First I scrubbed the grime off the bottom of the tub. Don't do this before you clean the drain. You will be pissed when you realize that this was all for naught. I found out the hard way.
I stuck on the rubber gloves, reached into the drain, and started pulling out what appeared to be a hairy mass of globular....something. It was not pretty. Think creepy girl from the The Ring.
Or this:
I thought for a moment of all the different substances that possibly made up this blob-like creature that was hanging from my clenched rubber hands. Head & shoulders? Feet grime? Snot rockets? Better not to question.
I managed to get most of it out and ran the water, expecting the waters to clear. But no! A grimy film still clang to the surface of the puddle, as I, dejected, slumped over the side of the tub.
That's when I got the hanger. Twisted it into two prongs for prying. Then dove in. I scraped and reached for whatever gobbilty-gook that remained. It was pitch dark; I couldn't see. All I got were glimpses of a slimy grey mass peaking through a watery abyss. It was like I was performing a fucking abortion on my tub drain for chrisssakes.
By the end of the evening, I had gotten nowhere with this drain debacle, and it was once again covered in a battleground of hair and grime. I left for dinner with hands smelling like mildewed rubber. You win this time, tub. But I'll be back. With the acidic vengeance of a bottle of Drano.

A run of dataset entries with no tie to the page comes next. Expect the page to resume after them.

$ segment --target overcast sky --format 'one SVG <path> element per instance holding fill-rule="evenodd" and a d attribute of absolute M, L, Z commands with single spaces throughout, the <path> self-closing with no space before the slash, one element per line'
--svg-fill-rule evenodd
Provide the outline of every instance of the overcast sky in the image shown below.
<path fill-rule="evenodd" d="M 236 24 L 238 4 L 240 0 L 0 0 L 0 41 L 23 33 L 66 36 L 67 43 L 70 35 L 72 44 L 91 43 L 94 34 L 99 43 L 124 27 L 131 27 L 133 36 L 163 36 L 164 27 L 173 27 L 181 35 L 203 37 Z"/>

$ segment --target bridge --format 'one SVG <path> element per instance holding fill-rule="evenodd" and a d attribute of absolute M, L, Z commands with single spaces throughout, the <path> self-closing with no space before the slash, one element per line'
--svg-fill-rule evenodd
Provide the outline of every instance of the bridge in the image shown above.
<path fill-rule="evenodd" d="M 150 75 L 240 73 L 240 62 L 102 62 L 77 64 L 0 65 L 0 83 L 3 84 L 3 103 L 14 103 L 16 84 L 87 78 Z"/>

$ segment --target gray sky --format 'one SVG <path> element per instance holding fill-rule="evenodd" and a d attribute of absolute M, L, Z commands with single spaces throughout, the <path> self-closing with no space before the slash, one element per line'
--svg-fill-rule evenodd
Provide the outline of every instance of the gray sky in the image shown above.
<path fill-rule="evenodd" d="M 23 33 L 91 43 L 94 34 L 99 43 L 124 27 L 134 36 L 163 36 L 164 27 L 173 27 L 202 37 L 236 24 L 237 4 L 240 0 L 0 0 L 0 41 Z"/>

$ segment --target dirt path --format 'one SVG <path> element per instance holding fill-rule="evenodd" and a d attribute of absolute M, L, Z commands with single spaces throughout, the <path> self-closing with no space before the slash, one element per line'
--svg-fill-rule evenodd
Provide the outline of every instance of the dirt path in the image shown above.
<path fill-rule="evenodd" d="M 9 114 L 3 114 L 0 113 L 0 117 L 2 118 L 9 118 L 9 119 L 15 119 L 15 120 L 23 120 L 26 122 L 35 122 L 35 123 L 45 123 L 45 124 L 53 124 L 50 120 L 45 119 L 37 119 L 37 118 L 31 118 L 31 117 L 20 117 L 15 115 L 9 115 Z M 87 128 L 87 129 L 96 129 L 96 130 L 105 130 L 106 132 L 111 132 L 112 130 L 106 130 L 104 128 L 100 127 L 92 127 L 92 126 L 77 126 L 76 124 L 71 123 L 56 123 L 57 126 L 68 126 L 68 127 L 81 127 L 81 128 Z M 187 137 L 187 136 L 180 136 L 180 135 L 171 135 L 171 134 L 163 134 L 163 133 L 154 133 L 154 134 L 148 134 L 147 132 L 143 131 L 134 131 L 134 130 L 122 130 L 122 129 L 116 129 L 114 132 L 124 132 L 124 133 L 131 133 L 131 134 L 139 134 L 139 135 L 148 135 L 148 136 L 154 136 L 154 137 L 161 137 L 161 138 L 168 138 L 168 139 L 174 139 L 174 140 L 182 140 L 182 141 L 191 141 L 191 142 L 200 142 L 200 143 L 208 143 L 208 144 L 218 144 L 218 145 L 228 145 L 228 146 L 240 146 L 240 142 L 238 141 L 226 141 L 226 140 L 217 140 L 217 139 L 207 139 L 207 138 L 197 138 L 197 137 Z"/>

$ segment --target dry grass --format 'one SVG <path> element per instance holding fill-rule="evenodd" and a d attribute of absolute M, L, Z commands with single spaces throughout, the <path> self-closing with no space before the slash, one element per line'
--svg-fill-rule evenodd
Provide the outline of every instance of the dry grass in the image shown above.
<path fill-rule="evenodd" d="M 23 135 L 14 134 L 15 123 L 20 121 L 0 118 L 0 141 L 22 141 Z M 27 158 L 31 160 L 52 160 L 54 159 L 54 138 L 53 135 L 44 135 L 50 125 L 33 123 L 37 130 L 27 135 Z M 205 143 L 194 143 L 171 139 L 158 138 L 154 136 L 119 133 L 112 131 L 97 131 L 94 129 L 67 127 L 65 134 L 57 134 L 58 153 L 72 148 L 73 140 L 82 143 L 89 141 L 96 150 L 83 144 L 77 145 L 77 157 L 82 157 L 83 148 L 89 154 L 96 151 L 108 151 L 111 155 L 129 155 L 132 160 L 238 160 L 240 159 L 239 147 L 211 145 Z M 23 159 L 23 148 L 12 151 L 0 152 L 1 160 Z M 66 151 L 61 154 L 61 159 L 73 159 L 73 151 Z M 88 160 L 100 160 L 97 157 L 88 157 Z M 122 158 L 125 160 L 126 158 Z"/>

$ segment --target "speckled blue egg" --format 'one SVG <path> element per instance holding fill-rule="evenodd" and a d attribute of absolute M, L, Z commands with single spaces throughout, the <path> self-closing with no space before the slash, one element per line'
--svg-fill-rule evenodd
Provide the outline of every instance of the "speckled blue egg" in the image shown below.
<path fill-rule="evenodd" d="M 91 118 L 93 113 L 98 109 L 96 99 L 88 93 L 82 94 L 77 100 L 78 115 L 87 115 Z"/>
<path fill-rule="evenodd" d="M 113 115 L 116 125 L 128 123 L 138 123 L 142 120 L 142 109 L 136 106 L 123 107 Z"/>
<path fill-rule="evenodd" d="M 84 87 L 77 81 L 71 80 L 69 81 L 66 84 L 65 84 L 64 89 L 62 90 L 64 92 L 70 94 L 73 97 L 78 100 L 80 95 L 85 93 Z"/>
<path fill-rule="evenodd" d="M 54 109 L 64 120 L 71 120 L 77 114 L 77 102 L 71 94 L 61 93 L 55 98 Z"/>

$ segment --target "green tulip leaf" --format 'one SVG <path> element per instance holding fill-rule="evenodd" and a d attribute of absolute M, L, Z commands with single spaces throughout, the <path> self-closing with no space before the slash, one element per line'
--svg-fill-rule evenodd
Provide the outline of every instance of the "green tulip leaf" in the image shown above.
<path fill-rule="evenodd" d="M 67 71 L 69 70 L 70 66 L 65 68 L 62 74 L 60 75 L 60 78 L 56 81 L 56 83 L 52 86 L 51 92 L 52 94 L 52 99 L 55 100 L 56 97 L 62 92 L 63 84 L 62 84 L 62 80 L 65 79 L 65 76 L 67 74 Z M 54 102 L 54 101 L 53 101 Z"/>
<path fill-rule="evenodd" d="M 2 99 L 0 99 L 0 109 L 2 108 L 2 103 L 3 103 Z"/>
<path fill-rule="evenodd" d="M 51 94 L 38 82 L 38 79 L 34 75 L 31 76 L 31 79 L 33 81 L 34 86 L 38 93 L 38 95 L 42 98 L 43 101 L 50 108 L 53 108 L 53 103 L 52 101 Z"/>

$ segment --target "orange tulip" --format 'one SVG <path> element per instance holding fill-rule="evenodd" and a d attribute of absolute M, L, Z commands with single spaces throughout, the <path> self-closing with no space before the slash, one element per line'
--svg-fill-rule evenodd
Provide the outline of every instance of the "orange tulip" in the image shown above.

That night, Ryan and I had dinner at Zen Sushi on St. Mark's with co-workers Ben and Wen. (Sounds like an early reader verse....."Ben and Wen went out to Zen for some ra-men"....) We've gone to this place a couple of times before; they're always crowded, but they have half-priced sushi and some decent chicken dishes.
Afterward, upon reading the check, he realizes they've charged him full price. We explain this to the Asian waiter, who sort of rudely accuses Ben of sharing with Wen. This is a stupid assumption, since Wen had already eaten dinner at a table close-by nearly 4o minutes before; she hadn't touched his food. Yet the waiter still INSISTS she's shared, as her chopstick is lying in his soy sauce. (Blasphemy!)
You can't just slap on a sharing price without a warning. And even if we were lying (which we were not), the customer is always right.
He finally agreed to take down the price. But when he came back with the receipt, there was an extra service charge already added!
Ben proceeded to scribble the words "Bad Service" on the receipt, as well as an angry face for emphasis. This is more or less what he drew:
Ryan and I stared at it for a bit, then a look of muted horror passed between us both. Somehow even a rude waiter didn't deserve to be the victim of even an unintentional racial slur.
He crossed it out quickly. And drew a proper unhappy face; no stereotypes this time. I may be unkosher, but I have my boundaries. Except when it comes to comparing abortions to cleaning drains.